One crude division that can be applied
to Friel’s work is between the plays which are
predominantly private monologues and those which are
public ensemble pieces. With its rural house-party setting
and air of shabby-gentility, echoing Chekhov whom Friel
has translated in the past and who is quoted from here
early on, Give Me Your Answer, Do! falls into
the latter category. Tom Connolly (Tom Hickey) is a
serious but materially unsuccessful novelist, counterpointed
with his friend and fellow-novelist Garret Fitzmaurice
(Des McAleer), whose work is popular but bland. They
are criticised and judged, supported and loved, by their
respective wives, Daisy (Catherine Byrne) and Grainne
(Frances Tomelty). Jack and Maggie (David Kelly and
Aideen O’Kelly), Daisy’s parents, are another
couple fraught with foibles. The cast is completed by
David Knight (Darragh Kelly), a literary agent deciding
whether his Texas university will buy Tom’s manuscripts
for its Irish archive (he has already secured a handsome
sum for Garret’s papers), and Bridget (Pauline
Hutton), the Connellys’ silent and mentally disturbed
daughter, whom Tom regales loquaciously, at the beginning
and the end, with fantastic stories. Tom is waiting
for an answer from these last two, just as he is waiting
for an answer from Daisy, and ultimately from himself.
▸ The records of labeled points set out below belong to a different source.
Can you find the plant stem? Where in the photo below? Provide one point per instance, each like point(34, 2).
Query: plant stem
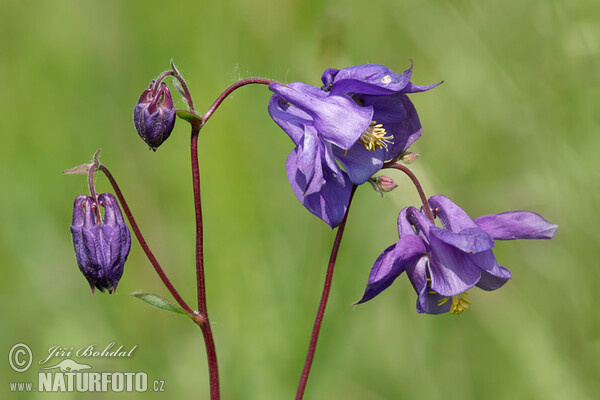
point(229, 90)
point(204, 322)
point(418, 186)
point(201, 318)
point(142, 241)
point(324, 297)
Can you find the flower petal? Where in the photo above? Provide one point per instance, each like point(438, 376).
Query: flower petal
point(399, 117)
point(470, 240)
point(360, 163)
point(429, 303)
point(452, 272)
point(516, 225)
point(337, 118)
point(330, 202)
point(391, 263)
point(369, 79)
point(452, 216)
point(291, 119)
point(491, 282)
point(487, 262)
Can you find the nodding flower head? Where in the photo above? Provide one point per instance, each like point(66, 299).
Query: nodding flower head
point(101, 245)
point(154, 115)
point(443, 263)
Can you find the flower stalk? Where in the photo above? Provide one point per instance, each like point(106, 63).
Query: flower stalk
point(312, 347)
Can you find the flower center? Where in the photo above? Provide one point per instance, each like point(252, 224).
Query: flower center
point(375, 137)
point(459, 303)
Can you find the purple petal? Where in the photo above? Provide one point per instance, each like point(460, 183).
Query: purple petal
point(452, 216)
point(328, 76)
point(491, 282)
point(360, 163)
point(429, 302)
point(337, 118)
point(516, 225)
point(470, 240)
point(404, 225)
point(417, 273)
point(291, 119)
point(399, 117)
point(411, 88)
point(451, 270)
point(370, 79)
point(419, 220)
point(487, 262)
point(330, 202)
point(391, 263)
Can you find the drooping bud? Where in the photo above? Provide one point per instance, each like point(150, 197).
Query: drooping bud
point(154, 115)
point(101, 246)
point(383, 184)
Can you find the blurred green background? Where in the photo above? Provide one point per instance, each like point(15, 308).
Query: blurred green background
point(514, 126)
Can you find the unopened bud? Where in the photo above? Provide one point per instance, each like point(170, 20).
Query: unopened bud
point(409, 157)
point(101, 246)
point(154, 115)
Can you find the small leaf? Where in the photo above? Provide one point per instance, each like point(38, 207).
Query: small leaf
point(188, 116)
point(158, 302)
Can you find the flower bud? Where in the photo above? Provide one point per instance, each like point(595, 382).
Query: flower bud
point(154, 115)
point(383, 184)
point(101, 246)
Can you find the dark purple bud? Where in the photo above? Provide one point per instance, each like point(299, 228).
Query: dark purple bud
point(101, 246)
point(154, 115)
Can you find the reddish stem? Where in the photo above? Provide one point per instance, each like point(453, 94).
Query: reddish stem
point(229, 90)
point(93, 194)
point(142, 241)
point(324, 297)
point(204, 322)
point(418, 186)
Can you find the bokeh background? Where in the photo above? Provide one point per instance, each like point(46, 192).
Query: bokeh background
point(515, 126)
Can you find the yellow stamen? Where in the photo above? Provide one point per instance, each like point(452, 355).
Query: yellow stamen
point(459, 303)
point(375, 137)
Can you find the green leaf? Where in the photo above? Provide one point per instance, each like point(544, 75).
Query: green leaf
point(158, 302)
point(188, 116)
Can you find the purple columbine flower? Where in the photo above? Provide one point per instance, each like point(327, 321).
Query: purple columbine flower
point(101, 246)
point(443, 263)
point(154, 115)
point(360, 118)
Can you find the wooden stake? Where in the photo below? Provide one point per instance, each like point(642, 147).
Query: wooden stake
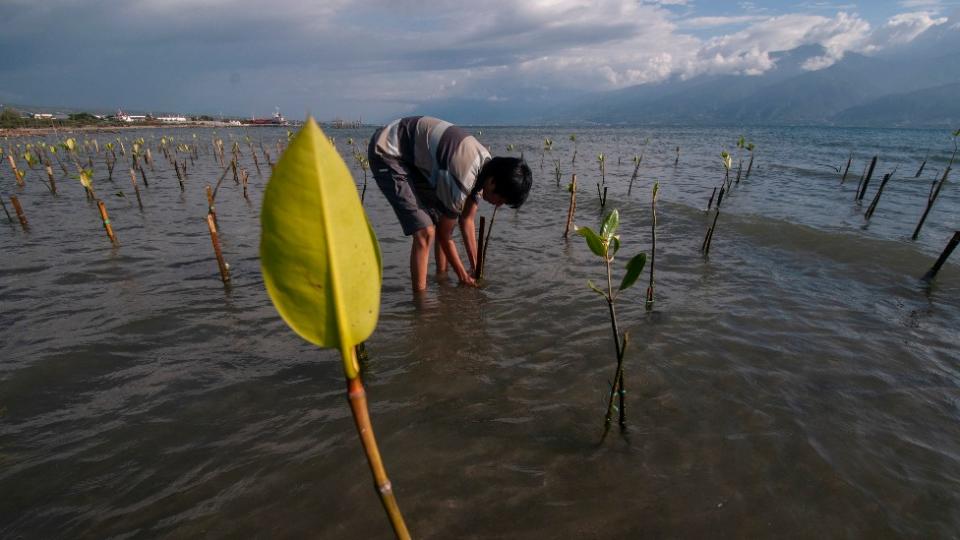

Criticisms of an otherwise brave play are that the choice
between taking the money and selling out or refusing
it and keeping one’s integrity is a little black
and white: why not accept the offer but not let it impinge
on one’s notion of self-worth? It is hinted that
Tom may have sexually abused Bridget and that this is
responsible for her nervous collapse (otherwise why
does Tom call two unpublished novels he wrote immediately
after she got sick ‘pornographic’?), but
this angle is never developed. There are also a few
too many heavily sign-posted speeches, particularly
from Daisy, where subtle implication would have been
preferable. These segments are undramatic, and while
they may make great text, they are poor theatre. Perhaps
this would have been ameliorated if Friel had left the
direction of his script to someone else.
But these comments should not cloud what is an impressive
work. The radical scepticism Friel has brought to bear
on language (Translations, The Communication Cord),
memory (Faith Healer) and history (Making
History), is here employed on art. This is writing
questioning itself. ‘Audiences impose limits on
us,’ says Grainne to Garret at one point, referring
to how they behave towards each other in public, but
maybe in his play’s title Friel is addressing
we who are watching his work, or even himself, just
as his central character is. Wittgenstein’s famous
formulation, ‘Whereof we cannot speak, thereof
we must be silent’, is another quotation invoked
here, and towards the end Daisy says: ‘Uncertainty
is necessary...Because there can be no verdicts, no
answers. Indeed there must be no verdicts. Because being
alive is the postponement of verdicts, isn’t it?’
Hopefully the evening made the audience question their
own lives. But rather than the title of a traditional
Irish song, it was the title of a reggae number by Johnny
Nash which I was left with running through my mind:
‘There Are More Questions Than Answers’.